Within this now-restricted society, the government now control pretty much everything, including the news and even people's choice of lovers. With regards to the news, reliability and truth can very much be disputed. The way that Turner portrays the controlling of the love-lives of people is through The World's First Ever Monster Truck Front-Flip with the line "A laser guiding my love that I cannot adjust" showing the restrictions that the government now places on society. Societal constraints has since bred an underground clique of writers and artists; the mention of Charles Bukowski adds to this. A prolific underground writer, Bukowski focused his prose and poetry on the menial nature of everyday American life, zooming in on the depravity of those lower down in society. He relied on experience, emotion, and imagination in his work, using direct language, as well as violence and sexual imagery. The Kafkaesque community that resides on the Moon is also driven by business, money, consumerism and advertising with the "ascension of the C.R.E.A.M" being a slight allusion to a song by the Wu-Tang Clan, an American hip-hop group. The acronym stands for “Cash Rules Everything Around Me” which could also be a possible dig at the capitalist society that the Moon may now run within.

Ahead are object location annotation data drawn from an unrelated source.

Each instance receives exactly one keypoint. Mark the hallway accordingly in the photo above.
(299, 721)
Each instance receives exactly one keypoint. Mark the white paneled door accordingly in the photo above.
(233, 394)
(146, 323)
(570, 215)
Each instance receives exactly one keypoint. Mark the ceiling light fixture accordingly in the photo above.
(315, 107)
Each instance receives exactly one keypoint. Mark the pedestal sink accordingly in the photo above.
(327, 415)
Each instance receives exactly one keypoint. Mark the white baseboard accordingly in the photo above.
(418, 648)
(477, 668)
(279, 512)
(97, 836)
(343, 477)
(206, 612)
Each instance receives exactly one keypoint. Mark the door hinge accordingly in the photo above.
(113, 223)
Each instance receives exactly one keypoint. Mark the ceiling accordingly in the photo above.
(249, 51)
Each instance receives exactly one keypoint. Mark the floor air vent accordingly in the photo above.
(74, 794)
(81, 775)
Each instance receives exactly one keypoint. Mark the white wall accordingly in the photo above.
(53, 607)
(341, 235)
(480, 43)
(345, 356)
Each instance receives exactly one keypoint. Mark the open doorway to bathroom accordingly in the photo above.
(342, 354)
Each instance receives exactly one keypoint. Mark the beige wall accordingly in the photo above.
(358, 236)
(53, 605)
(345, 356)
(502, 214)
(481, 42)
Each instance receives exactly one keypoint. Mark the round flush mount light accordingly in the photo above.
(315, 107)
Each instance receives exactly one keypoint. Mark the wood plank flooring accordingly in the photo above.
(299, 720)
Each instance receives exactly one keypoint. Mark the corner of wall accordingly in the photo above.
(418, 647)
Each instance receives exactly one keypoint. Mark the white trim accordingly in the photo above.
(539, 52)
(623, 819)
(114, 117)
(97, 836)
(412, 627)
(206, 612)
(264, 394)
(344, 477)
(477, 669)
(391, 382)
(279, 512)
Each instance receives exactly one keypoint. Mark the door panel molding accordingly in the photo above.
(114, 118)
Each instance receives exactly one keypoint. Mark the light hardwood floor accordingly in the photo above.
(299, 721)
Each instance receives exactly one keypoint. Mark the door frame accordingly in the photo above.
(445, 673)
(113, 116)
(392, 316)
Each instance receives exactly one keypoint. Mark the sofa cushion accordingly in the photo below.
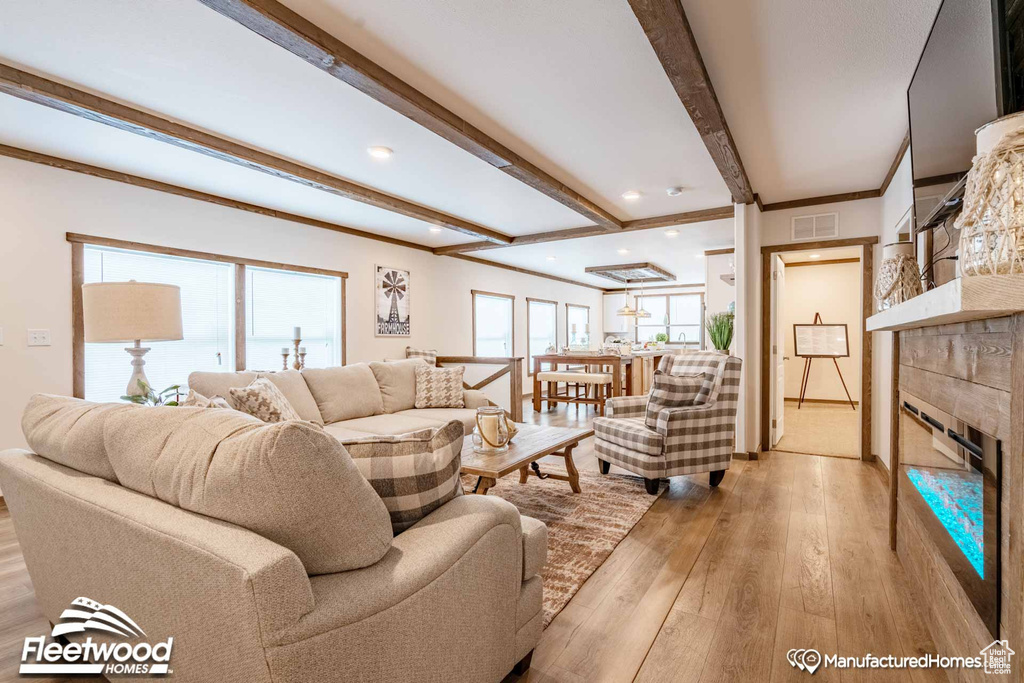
(70, 431)
(344, 393)
(415, 473)
(288, 481)
(291, 383)
(630, 433)
(396, 380)
(439, 387)
(264, 401)
(467, 416)
(389, 425)
(219, 384)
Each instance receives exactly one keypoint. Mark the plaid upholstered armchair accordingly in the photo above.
(685, 440)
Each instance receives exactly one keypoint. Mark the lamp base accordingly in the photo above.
(137, 374)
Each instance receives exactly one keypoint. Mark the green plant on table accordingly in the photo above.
(720, 330)
(151, 397)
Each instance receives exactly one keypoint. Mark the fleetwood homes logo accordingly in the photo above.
(88, 657)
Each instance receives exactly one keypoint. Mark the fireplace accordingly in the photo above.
(951, 474)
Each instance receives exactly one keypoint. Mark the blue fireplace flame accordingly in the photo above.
(956, 501)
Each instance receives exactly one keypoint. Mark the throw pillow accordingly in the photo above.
(430, 355)
(439, 387)
(672, 391)
(263, 400)
(414, 473)
(196, 399)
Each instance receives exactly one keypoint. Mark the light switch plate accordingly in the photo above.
(39, 337)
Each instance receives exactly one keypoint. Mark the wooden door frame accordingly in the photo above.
(867, 280)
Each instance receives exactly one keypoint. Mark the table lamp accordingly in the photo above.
(132, 312)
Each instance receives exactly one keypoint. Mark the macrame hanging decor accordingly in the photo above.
(899, 276)
(991, 223)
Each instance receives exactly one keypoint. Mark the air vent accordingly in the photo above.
(818, 226)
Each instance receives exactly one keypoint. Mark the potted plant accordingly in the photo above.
(720, 330)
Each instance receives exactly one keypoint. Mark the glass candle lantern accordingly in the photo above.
(492, 432)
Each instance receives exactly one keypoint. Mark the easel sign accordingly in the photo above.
(821, 341)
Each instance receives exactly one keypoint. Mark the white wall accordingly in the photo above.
(38, 205)
(898, 198)
(834, 291)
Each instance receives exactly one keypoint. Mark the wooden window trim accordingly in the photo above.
(668, 308)
(78, 243)
(547, 302)
(573, 305)
(473, 294)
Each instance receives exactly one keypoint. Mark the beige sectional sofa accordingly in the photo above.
(352, 401)
(136, 507)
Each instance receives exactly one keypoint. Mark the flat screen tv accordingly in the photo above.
(957, 87)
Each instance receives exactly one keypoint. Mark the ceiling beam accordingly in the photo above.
(138, 181)
(670, 35)
(826, 199)
(65, 98)
(698, 216)
(285, 28)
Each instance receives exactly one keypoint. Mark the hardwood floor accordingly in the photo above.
(712, 585)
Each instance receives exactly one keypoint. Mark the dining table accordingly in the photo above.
(613, 361)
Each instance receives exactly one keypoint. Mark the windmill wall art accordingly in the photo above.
(392, 302)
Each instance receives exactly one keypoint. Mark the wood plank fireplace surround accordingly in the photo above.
(958, 374)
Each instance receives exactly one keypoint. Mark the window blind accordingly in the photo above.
(207, 294)
(278, 301)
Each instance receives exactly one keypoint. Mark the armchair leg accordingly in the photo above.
(522, 666)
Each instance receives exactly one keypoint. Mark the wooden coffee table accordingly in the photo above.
(531, 443)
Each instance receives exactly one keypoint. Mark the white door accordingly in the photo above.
(778, 348)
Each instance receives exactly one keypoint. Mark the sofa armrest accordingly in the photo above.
(478, 535)
(626, 407)
(475, 398)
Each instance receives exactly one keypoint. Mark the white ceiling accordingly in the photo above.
(573, 86)
(814, 92)
(681, 255)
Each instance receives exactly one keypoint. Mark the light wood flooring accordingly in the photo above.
(712, 585)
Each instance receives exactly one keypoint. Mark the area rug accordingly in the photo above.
(583, 528)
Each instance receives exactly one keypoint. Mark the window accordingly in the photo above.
(494, 327)
(207, 296)
(679, 316)
(278, 301)
(541, 328)
(577, 325)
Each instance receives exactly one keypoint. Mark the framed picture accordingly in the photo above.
(821, 341)
(391, 302)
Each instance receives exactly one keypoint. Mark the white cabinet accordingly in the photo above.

In conclusion, Tranquility Base Hotel & Casino has a large variety of avenues to go down with regards to possible interpretations and is one that makes sense in the form of a scientific novel, so is very much reminiscent of some of the work of Stanley Kubrick. It's rather intriguing to delve a little deeper into how an album is constructed and the inspirations behind certain elements and Tranquility Base Hotel & Casino is a treasure trove for that. As we've said before, it's a fine piece of work and what I would describe as absolute perfection.